Ich habe Glück gehabt: Dass ich erst 74 bin (ich bin nicht 74), hält die liebe Anna nicht davon ab, mir zu versprechen, dass sich in den kommenden Tagen die „zuständige Person“ bei mir melden wird – natürlich auch wieder per Whatsapp –, um mir die Stellenbeschreibung und das Gehaltspaket zukommen zu lassen. Das alles passiert an einem Freitagnachmittag. Am Sonntag meldet sich dann endlich die zuständige Person bei mir.
Meine Aufgabe
Es ist Sonntagabend, als sich „Alisha Steffanie“ bei mir meldet – mit einem Bild, das wahrscheinlich von einem Instagram-Account geklaut wurde. Immerhin: Die Suche nach der Bildquelle per Google-Bildersuche ergibt keinen Treffer. Man hat sich also doch ein wenig Mühe gegeben.
Während sich Anna noch wie ein typischer Bot angefühlt hat, der auf bestimmte Keywords passende Textblöcke ausspuckt, scheint es sich bei Alisha um einen echten Menschen zu handeln. Das merke ich vor allem dann, als diese Person wütend auf mich wird. Aber zunächst geht es nach einer kleinen Vorstellung um die Details meines neuen Jobs, den ich natürlich so schnell wie möglich beginnen möchte.
Alisha ist deutlich ungeduldiger als Anna. Aber nun erfahre ich endlich, was ich eigentlich machen soll – zumindest so in etwa. Das Ziel sei es, „Apps dabei zu unterstützen, an Popularität zu gewinnen“. Und zwar so sehr, dass das Niveau dieser Apps mit „Youtube, Instagram oder Facebook“ vergleichbar wird. Aber wie genau mache ich das denn?
Sehr spannend alles. Und Alisha scheint auch wirklich begeistert von mir zu sein. Denn noch am gleichen Tag soll es eine Schulung geben, für die ich auch schon Geld bekommen soll – zwischen 50 und 200 US-Dollar immerhin!

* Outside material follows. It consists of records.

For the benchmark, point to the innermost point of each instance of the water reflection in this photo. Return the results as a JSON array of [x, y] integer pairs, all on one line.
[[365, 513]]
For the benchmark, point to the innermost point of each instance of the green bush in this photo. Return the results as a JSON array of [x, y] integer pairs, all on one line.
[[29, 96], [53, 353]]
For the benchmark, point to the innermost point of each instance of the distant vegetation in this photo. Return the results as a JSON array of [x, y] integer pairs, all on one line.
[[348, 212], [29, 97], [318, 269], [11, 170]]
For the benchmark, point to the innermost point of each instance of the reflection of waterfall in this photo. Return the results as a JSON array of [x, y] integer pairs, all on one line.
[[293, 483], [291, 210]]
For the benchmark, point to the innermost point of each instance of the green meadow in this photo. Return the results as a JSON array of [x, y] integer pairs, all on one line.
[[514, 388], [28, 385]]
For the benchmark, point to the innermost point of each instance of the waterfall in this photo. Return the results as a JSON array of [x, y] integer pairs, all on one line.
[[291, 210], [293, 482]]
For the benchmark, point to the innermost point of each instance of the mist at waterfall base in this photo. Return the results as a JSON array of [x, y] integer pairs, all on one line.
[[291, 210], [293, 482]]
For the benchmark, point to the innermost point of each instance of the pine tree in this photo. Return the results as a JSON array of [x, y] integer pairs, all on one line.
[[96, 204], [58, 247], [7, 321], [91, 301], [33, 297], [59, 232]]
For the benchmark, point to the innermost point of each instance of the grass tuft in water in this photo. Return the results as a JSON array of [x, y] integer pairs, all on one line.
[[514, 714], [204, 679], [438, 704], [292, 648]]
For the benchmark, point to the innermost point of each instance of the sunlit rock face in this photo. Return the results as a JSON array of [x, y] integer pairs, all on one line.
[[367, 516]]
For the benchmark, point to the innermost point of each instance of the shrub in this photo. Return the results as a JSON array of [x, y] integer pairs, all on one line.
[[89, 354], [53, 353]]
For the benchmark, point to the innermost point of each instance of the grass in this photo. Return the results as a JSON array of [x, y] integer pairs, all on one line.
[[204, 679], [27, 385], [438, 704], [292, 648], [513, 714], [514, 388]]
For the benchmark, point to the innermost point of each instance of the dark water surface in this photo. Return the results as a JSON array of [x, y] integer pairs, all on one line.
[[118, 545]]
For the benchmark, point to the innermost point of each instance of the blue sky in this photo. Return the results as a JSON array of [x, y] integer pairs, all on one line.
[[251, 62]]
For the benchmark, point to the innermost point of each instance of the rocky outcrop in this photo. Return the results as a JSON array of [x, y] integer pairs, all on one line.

Und jetzt nennt sie mich auch „Liebes“.
Aber dann stelle ich zu viele Fragen. Was heißt denn Grundgehalt? Bekomme ich das Geld etwa auch, wenn ich gar nichts mache? Wie ermisst sich denn, ob ich für die Schulung 50 oder 200 Dollar bekomme? Auch möchte ich nochmal wissen, wie sie eigentlich an meine Nummer gekommen sind. Jetzt geht Alisha zum Gegenangriff über.
Meine Gegenfragen bringen nichts mehr, Alisha will jetzt ganz genau wissen, für welche Firmen ich schon Anwendungen optimiert habe. Und meine Antwort „Anwendungsoptimierung GmbH“ will sie einfach nicht zufriedenstellen. Immer wieder fragt sie, für welche Unternehmen ich arbeite. Ich sage ihr, das seien Geheimprojekte. Das gefällt ihr nicht und sie wird rabiat: „du musst mir zeigen“.
Geblockt – und was lernen wir daraus?
Die letzte Nachricht von Alisha ist: „Wenn Sie nicht vertrauen, zeigen Sie mir, dann können wir es hier beenden“. Danach blockt sie mich. Meine Nachricht, dass ich Journalist bin und gerne wissen würde, unter welchen Bedingungen „Alisha“ arbeitet und wie oft sie Erfolg mit dieser Masche hat, wird nicht mehr zugestellt.
Das ist freilich eine für mich lustige Geschichte. Aber da stecken ernstzunehmende Praktiken hinter. Immer wieder warnt etwa das BKA vor betrügerischen Nachrichten, die mit Messengern wie Whatsapp versendet werden. Seien es Personen, die sich als Sohn oder Tochter mit neuer Nummer ausgeben, oder eben wie bei mir jemand, der mir einen Job anbieten will.
Viele Menschen fallen darauf rein. Weil sie diese Nachrichten nicht richtig einschätzen können – und sicherlich auch, weil sie die Hoffnung haben, unkompliziert Geld zu verdienen. „Alisha“ wollte so genau von mir wissen, wo ich denn arbeite, um einschätzen zu können, wie viel Geld bei mir zu holen ist. Ähnlich verhält es sich bei dem sogenannten Love Scamming: Hier werden Alleinstehende etwa dazu verleitet, Geld an das virtuelle Gegenüber zu schicken, damit die Person sich ein Flugticket leisten kann, damit die Liebenden endlich vereint sind.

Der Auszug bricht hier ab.